The latter is dwarfed by comparison. There is no USSR. There is no military to battle. The people in Iraq don't want the insurgents to further enslave them as Saddam did. But, they certainly don't want us calling the shots either.

This is messiness of the highest order, but it ain't anything remotely related to Cold War confrontations. The comparison to Northern Island is much better.

Northern Ireland, sorry.

Northern Ireland, my ass! What makes Northern Ireland go, is a local majority of unionist Protestants, who have long benefitted from oppressing the local Catholic minority, who, in turn, are part of the Island's Catholic majority.

In Iraq, there is no Iraqi majority, local or global, with actual power. And, the U.S. is supporting no one, of any real importance.

There is only the U.S. and its puppets.
The most likely scenario is one in which the U.S. is thrown out, by a general uprising or protest, joined by literally millions of Iraqis.

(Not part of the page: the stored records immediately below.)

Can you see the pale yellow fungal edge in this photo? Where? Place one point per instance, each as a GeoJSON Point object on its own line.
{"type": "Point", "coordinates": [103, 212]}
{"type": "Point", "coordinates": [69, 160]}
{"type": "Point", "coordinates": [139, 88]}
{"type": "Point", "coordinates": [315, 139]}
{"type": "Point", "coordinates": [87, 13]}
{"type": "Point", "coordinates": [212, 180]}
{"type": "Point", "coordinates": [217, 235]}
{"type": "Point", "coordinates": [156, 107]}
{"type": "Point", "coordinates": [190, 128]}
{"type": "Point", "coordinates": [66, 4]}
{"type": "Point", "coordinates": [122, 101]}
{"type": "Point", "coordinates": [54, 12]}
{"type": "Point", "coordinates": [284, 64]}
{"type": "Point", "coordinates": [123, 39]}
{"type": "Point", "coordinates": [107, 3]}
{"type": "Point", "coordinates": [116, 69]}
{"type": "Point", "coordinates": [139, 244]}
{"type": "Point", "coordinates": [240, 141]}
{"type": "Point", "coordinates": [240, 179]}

It's not clear from Von's quote, so I should say that I wrote that over a year ago and was looking back on it today. I think (alas) that it's held up pretty well. And of course there are all kinds of ways that Iraq is nothing like NI -- the narrow comparison was just the specific pattern of violence directed against the occupier. And car bombs and political assassinations it has been. But I agree that the Leb comparison is probably a stronger one, too.

Navy Davy, your account of Vietnam is hardly uncontroversial, especially on this blog. Many people these days believe that the regime which the US tried to prop up lacked popular support, and that the South Vietnamese welcomed the North in a spirit of repelling yet another outside invader, after France and Japan. There is certainly evidence that the US dropped more bombs on the South than the North. But I digress.

I don't think the NI parallel gets us anywhere constructive. In that case, a resistance movement (PIRA) was effectively persuaded to cease military operations by the promise of a governing structure which would (a) end the hitherto civil rights abuses by the Unionist majority and (b) manage fairly the eventual demographic shift towards a Republican (Catholic) majority in the province. A critical element here was the UK government conceding that if, at one point in the future, the population wished to leave the UK, they would accede. By contrast, there is no way that the US (with its current administration) would ever tolerate an Iraqi regime that might ask them to pack up their bases and leave.

I should also point out that the level of bombing/assassinations during the Troubles (post-1969) at no time came CLOSE to the level of killing we're seeing here. We're talking orders of magnitude.

I lived through the troubles, have family in Iraq, and know several ex-security Ulster hands working as ‘Contractors’ over there. There are some tactical similarities to fighting in one of hot zones of the troubles like South Armagh. But the big difference is South Armagh is tiny the danger zones in Iraq are large and numerous.

In N.Ireland we had essentially two ruthless but very sophisticated groups PIRA and the Brit security machine, fighting a conflict of very measured atrocity. Daily life was barely disrupted for most people, in 30 years less than 3,000 people died.

In Iraq we have the magnificent but firepower reliant US Army facing multiple mutually hostile groups, there is almost no inter-cultural empathy. Mass casualties are routine. An Omagh or a Bloody Sunday would barely make the front page. There are patches of fire approaching the density of the Korean War.

Lebanon is a much better comparison. Iraq is worse than Lebanon. It's never likely to approach the carnage of Vietnam.

Kieran -- I'll add the necessary context.

The other factor about Northern Ireland is that very few people in the rest of Britain cared whether NI was British, Irish or Hungarian. The place has always been viewed as a shithole which just sucks in money. This may well turn out to be the case with Iraq. You'd have to shift a lot of oil over many years to cover $200 billion spent and accumulating interest as of now.